We arrive on a bus from the foot of Emei Shan, which is close (corona story number 22). The schedule announced a bus ride of 1.5 h, but the driver, whom we christened “wang the terrible”, managed to do it in an hour. No mercy for the weak. In wavy lines he curves around the obstacles on the road without the slightest reduction of speed. He only briefly stops when a cyclist is hit. Too many of them anyway. The road under construction is terrible and it must even be worse for a cyclist. Road construction means they first deposit a layer of stones the size of a fist on the road and wait until traffic has evenly distributed them. Next is a layer of pebbles witch is distributed in a similar way, then sand and finally the tarmac. Everything is done by hand, there are no machines except of the dangerous looking three wheeled tractors powered by an unsecured transmission belt which can jump into the drivers face any moment. Sometimes these tractors are so overloaded that the only axle breaks. 


Sampan being pulled upriver in Leshan


Leshan is a small town for chinese standards. Streets lined with leafless trees. Mostly buildings with one wooden upper floor. Clothes hang in the trees to dry. Regardless the chill old people sit in bamboo chairs in front of their houses. Most of the little businesses operate on the street in open air. Dumplings are fried or cooked, bicycles repaired. Fried ducks and pig legs hang in the windows or trees. Somebody sells rat poison. Pelts lie on the table, promoting the effectiveness of the poison? In a desolate ruin we meet a painter with a crippled hand. He runs a calligraphy workshop. We buy paintings, brushes and ink pots. People wave at us, smile and point us out to their children. At the street corners old men with blue outfit regulate the traffic which basically is limited to cyclists and pedestrians and shout at everybody though megaphones who does not observe the unknown rules. 


Customers in the teagarden along the river in Leshan


“The head of our thinking has to rest on our own shoulders” (Yang Huang, chinese writer) 


Cook of the teagarden washing her vegetables in the foamy flood of the Min river in Leshan

There is a teagarden above the river. Once we have bought a cup of tea the waitress keeps coming to pour fresh boiling water on the leaves. A pleasant place to watch the life on the river. Next to the bank the greenish brown flood carries a thick layer of foam from a factory upstream. The cook of the teagarden washes her spring onions in the foam. We resist the temptation to order lunch and stay with the tea. We read that fish is getting scarce in the Yangtse because of pollution and overfishing. On the river primitive looking sampans. Those without engines have to be pulled upriver against a considerable current along a kind of dam. Otherwise they are poled upstream. The shippers live under a bamboo cover on the boat. Loading is done with baskets carried over the shoulder on a long pole. 
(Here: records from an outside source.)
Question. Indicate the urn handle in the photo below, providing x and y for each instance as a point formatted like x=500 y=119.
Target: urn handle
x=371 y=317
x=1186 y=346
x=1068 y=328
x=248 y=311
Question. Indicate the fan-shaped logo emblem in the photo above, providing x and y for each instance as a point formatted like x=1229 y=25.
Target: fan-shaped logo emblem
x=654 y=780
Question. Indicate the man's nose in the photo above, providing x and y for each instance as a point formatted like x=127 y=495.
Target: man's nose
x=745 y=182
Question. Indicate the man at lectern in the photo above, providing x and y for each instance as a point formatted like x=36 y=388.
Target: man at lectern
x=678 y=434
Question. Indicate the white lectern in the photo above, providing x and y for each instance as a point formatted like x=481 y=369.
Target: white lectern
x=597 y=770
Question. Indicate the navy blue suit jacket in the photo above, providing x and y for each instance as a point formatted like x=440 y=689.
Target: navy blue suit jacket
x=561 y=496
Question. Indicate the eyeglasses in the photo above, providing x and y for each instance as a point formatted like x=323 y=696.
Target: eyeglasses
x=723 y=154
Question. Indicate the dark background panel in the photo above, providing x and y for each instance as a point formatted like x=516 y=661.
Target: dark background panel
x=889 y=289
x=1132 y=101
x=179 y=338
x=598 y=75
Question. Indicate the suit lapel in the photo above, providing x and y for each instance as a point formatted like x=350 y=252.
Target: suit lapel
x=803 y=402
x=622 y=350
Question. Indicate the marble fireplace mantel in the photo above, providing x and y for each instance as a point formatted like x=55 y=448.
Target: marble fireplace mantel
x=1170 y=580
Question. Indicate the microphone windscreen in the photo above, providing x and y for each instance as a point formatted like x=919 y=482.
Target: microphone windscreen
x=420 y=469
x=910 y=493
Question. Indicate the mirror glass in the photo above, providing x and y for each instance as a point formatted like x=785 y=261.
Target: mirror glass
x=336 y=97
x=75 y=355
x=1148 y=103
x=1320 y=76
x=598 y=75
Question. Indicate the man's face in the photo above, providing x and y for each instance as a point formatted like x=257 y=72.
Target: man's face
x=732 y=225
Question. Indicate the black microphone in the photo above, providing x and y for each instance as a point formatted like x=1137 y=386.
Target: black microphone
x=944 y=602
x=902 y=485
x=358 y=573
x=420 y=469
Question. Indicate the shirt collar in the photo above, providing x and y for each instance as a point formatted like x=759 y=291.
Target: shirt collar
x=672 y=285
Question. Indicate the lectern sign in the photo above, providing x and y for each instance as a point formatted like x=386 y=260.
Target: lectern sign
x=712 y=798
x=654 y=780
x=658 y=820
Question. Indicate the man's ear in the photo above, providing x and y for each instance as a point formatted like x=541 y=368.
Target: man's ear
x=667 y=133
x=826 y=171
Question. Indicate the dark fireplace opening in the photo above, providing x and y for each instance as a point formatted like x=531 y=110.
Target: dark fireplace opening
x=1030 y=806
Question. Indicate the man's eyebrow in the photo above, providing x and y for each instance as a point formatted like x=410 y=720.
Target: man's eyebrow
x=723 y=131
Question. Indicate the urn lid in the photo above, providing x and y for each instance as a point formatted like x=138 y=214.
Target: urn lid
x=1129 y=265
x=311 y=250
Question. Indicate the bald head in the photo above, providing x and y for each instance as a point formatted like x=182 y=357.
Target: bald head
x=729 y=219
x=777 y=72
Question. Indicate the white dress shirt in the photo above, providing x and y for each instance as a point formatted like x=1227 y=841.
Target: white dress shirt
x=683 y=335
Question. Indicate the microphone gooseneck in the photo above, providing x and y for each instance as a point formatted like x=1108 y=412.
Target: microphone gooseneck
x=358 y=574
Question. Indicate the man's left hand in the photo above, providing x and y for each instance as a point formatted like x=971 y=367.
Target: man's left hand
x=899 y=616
“Humans are quite tough after all” (Fang Fang, Wuhan Diary) 


The big Buddha of Leshan


The Buddha across the river can be reached by ferry. A sampan serves as docking pier. A family lives in a wooden hutch on the prow of the sampan. We see four beds and a cooking spot. That is all they have. The area on the other side of the river is overrun by noisy chinese tourists taking loads of pictures. Some are Italian. Besides the giant buddha there are some pagodas and temples. I wonder how this has developed almost 40 years later. There aren’t hardly any tourists in the town proper. 


The foot of the Buddha


In the section about Leshan in my diary of the time I reflect about the live of the ordinary, working class Chinese. There is little pleasure and distraction. No vacation. It is not surprising that people are so curious when they see a foreign tourist. It is one of the few distractions. Few people have any property to speak of. In the few shops which have got them, televisions and stereo sets are surrounded by big crowds. Although all the hotel rooms have a television, few people seem to be able to afford one. Instead they flock to the public reading stands in the streets, sit down and read one of the paperbacks on display. People seem to love reading and even do so while walking in the streets. The teagardens are a recent development and also the drinking hall with chequered plastic table cloths and plastic flowers on the tables, where we sit and have a disgusting milky sweet lukewarm drink. Big loudspeakers connected to a measly cassette deck produce a terrible, distorted sound. On the walls posters promoting cognac with, unthinkable for the prudish chinese society of the time, scantily clad women. Obviously this place is too modern for a little town like Leshan. The locals have a short look inside, then carry on. Or they know how bad the drinks are. 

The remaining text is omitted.